El siglo XX ha acabado súbitamente. Si López Vázquez encarnaba desde la pantalla la evolución del franquismo como sugestión colectiva –bajo las pinceladas de Berlanga y Azcona, más valientes que los caricatos de Mahoma–, Francisco Ayala ilumina la vigencia de la dignidad individual frente al despotismo deslustrado. El fantoche coronado de este centenario precoz fue Carlos II, prueba empírica de su doctrina de jurista sobre los poderes heredados.

El exilio carece de consuelo o remedio, porque es un desgarro estrictamente individual del que jamás se regresa. Ayala encontró en el humor y el whisky los medicamentos para no quedar amputado en hombre sin espíritu. Pagó el precio de sobrevivir al dictador, con una existencia tan dilatada que la longevidad dañaba su obra. Su bibliografía se medía en cumpleaños. Parecía un Ernst Jünger humano, confrontado a diario con su calendario.

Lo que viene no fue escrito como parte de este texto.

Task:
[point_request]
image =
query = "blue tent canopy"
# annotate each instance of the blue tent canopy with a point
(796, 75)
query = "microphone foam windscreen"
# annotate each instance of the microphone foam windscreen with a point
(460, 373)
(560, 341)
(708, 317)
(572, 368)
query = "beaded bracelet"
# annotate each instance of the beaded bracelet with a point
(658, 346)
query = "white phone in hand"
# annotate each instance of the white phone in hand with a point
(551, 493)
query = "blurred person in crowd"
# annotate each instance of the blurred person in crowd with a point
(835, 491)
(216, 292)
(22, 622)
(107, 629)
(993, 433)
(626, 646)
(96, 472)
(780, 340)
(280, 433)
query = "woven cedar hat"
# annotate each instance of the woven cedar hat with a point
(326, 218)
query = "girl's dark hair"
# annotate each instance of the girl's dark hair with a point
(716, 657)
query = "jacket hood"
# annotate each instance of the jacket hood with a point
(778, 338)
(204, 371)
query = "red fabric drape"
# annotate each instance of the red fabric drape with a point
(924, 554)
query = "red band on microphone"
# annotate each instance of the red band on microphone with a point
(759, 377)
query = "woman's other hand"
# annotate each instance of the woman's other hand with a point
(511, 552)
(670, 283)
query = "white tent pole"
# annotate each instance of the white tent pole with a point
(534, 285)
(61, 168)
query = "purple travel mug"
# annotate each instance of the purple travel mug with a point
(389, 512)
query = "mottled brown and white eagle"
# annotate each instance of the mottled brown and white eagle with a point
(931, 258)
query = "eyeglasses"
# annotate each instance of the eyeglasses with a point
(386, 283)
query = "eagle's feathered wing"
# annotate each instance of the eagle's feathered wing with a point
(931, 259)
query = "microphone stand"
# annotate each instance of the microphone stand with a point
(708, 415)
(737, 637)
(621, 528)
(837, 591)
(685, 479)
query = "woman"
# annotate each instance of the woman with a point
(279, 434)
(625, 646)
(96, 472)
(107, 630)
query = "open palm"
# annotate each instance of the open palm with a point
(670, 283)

El fin del siglo XX dista de ser un fenómeno estrictamente meridional. Es notorio que los seres humanos comen, en tanto que los franceses hacen gastronomía. El también secular Claude Lévi-Strauss cometió el crimen de recordar a sus compatriotas que los primitivos no tienen nada que envidiarles, pero se salvó de la hoguera porque lo hizo en francés. Pedía respeto para las culturas que cientos de seguidores pisoteaban en su nombre, denigraba el carácter científico de disciplinas que se aprovecharon de que escribía matemáticas en prosa para reivindicarse como ciencias sociales. Es ópera en tiempos de Gran Hermano. No habrá intelectuales a su altura, un triste tópico.